Beyond Eden, there is the Tower of Babel. In the game, the Gate of Divinity stands atop the Tower of Enir-Ilum, which is pretty clearly a nod to Bāb-ilim (Babylon—I owe this observation to a reddit post), which is Akkaddian for Gate of the God. The area around the tower, in the game, is named Belurat—possibly a hybrid of the Babylonian deity Belus “Bel Marduk” and Ziggurat. In reaching towards the heavens, the Tower of Babel represented not only humanity’s hubris but also, as Robert Alter points out in his translation of the Hebrew Bible, the power and fear many felt when they beheld a new technology: the brick. The story’s polemical thrust is a “fear of the overweening confidence of humanity in the feats of technology.” It matches with story of the tree of life and Nephilim “in which humankind is seen aspiring to transcend the limits of its creaturely condition.” The Tower of Enir-Ilum is even more horrific, however, as it is constructed out of the bodies of people—the technology required to reach divinity requiring actual human sacrifice (of others, but also of oneself). One literally loses one’s humanity to attain godhood.

The bottom of the floating tower of Enir-Ilim, where you can see the bodies out of which it was constructed. Screenshot by author.

There is a deep pessimism in Elden Ring. None of these gods and their plans are worth following. Even the seemingly noble ones, like Miquella, end up succumbing to their fears and turning themselves over to violence to achieve their ends.

The magician Ymir asks the player, at one point, “Is there no hope for redemption?” The conclusion is deeply pessimistic:

The answer, sadly, is clear. There never was any hope. They were each of them defective. Unhinged, from the start.

Ymir’s name is telling, too. He is named after the primordial giant slain by the gods and from whose body the entire world was fashioned. That creation comes out of violence is attested to, also, by the presence of Babylon and Marduk, who constructed the world out of the body of the slain goddess Tiamat. It is all a cycle of violence and death with no way out.

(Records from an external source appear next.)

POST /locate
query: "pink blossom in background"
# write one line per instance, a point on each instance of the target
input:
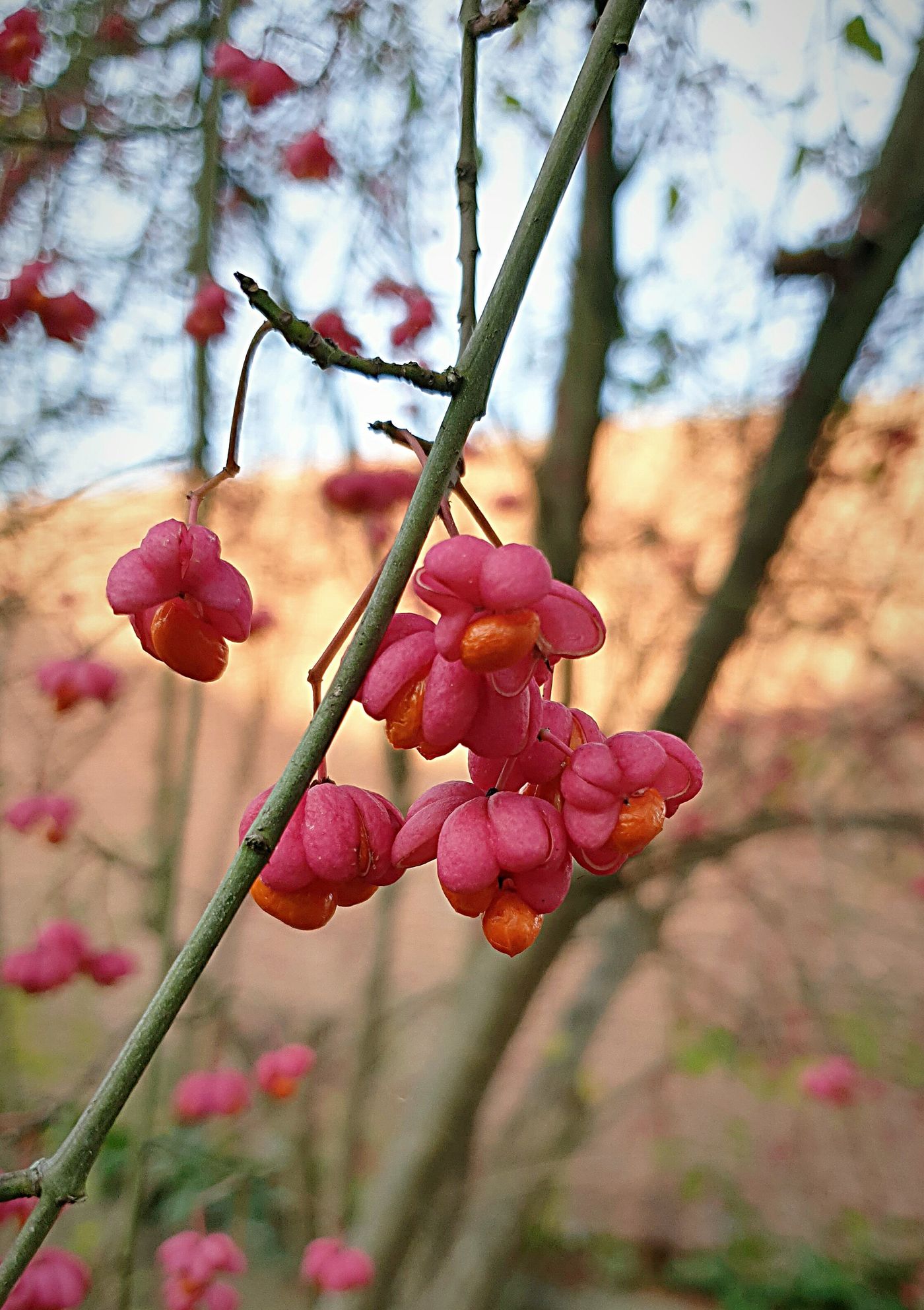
(310, 160)
(834, 1080)
(53, 1280)
(109, 967)
(17, 1210)
(279, 1072)
(20, 45)
(262, 620)
(419, 315)
(67, 318)
(53, 811)
(334, 1267)
(191, 1262)
(74, 680)
(207, 316)
(366, 491)
(261, 81)
(210, 1094)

Is it any wonder, then, that the most popular ending in Elden Ring is Ranni’s Age of Stars? She is the witch who started the whole shattering, who wanted to overturn the entire order, end everything that came before, and then journey into the great beyond with the player as her consort and keep the gods out of the affairs of the Earth. The most desirable solution to the violent cycles is, seemingly, a Deus absconditus.

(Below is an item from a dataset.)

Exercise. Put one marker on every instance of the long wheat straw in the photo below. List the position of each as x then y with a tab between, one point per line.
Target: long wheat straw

Ranni's ending with the Age of Stars—significantly, this "absent god" ending is depicted as being under the influence of the Moon (so inverting the New Sun). Screenshot by author.

The same question is posed by The Book of the New Sun. Is the start of a new cycle the only path forward? Severian inaugurates the Age of Ushas with the global deluge that ends the Urth, and it’s possible a golden age is now at hand—though one bought at great cost. God’s mercy, as Severian writes, “confounds and destroys us.” The drowning of the Earth is, in some ways, a baptism. “To be bathed in water,” Severian wonders, “is to have a new birth.”

But Severian himself questions if time itself might be conquered, if there might be another way to conceive of the cosmos. Is there a future that is fundamentally different? Is there, to borrow from Hinduism, a moksha which might allow us release from the endless cycles of history? Is it always cycles of death, rebirth, violence, redemption—without end for all time? Does a new genesis always follow eschatology? Can the arrow of causation be reversed?


I will need to end here, as this post is already far too long. I plan to address the question of God and creation in The Book of the New Sun in my next essay. We will, then, leave Elden Ring behind—but I continue to marvel not only at the way it mirrors so much of The Book of the New Sun, but how saturated it is with its own religious imagery.